We frequently see Gulls sitting spread out across farm fields, in large widely spaced flocks. We rarely see, though we regularly hear, Ruffed Grouse.
I saw this large flock of Gulls on a harvested hayfield, just yesterday. As I drove up and poked the camera out the window they were almost all sitting. I keep wanting to call them 'Seagulls', but that's only a colloquial name; these were either Ring-billed or Herring Gulls, more likely the former according to eBird records for Grey County, but they were too far to tell without binoculars.
This was quite a large flock. They didn't look as if they were feeding, just resting. Sometimes we see them spread out down a field behind a farmer ploughing, presumably eating the turned up worms.
I was able to get a couple of pictures out the window, and then from behind the car, but once I stopped out in the open, the ones close to me rose and flew in a big circle to land further away. Have you ever wondered how a large flock of birds coordinates their flying to move as a group so gracefully? They're perhaps our most common bird around here in terms of numbers.

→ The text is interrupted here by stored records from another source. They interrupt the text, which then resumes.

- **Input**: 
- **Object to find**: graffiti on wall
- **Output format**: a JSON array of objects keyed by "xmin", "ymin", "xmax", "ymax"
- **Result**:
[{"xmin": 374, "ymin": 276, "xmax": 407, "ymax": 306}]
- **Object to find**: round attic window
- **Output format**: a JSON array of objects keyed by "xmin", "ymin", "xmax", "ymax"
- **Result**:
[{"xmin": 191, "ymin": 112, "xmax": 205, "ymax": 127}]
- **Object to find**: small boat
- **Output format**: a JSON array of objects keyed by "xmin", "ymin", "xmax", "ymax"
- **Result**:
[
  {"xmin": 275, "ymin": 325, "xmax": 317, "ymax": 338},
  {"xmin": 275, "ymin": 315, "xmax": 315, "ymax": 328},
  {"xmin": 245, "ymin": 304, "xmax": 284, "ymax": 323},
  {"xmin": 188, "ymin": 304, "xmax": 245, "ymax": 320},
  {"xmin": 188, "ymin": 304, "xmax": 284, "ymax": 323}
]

The Ruffed Grouse is another story. We rarely see them except as an exploding shadow when you surprise one walking through the woods. We do hear the drumming males in the spring. But this one just sat there while we stopped 10 feet away and didn't even ruffle its feathers. I didn't have the camera, but we were almost home, so we went home, I got the camera and returned.
It was still sitting there! It even let me get out of the car to take a picture and didn't move a muscle. But I moved one step off the road closer, and it burst into flight straight for the woods - and a milli-second behind it a second bird burst out of the grass at my feet and followed it. This bird had been guarding the female sitting on the nest. I left promptly, not to disturb it more. You can see the crest on top of the head on this bird, the red phase of the Ruffed Grouse. But its named for the feathers around its neck which can spread out to create quite a 'ruff', though I've never see that.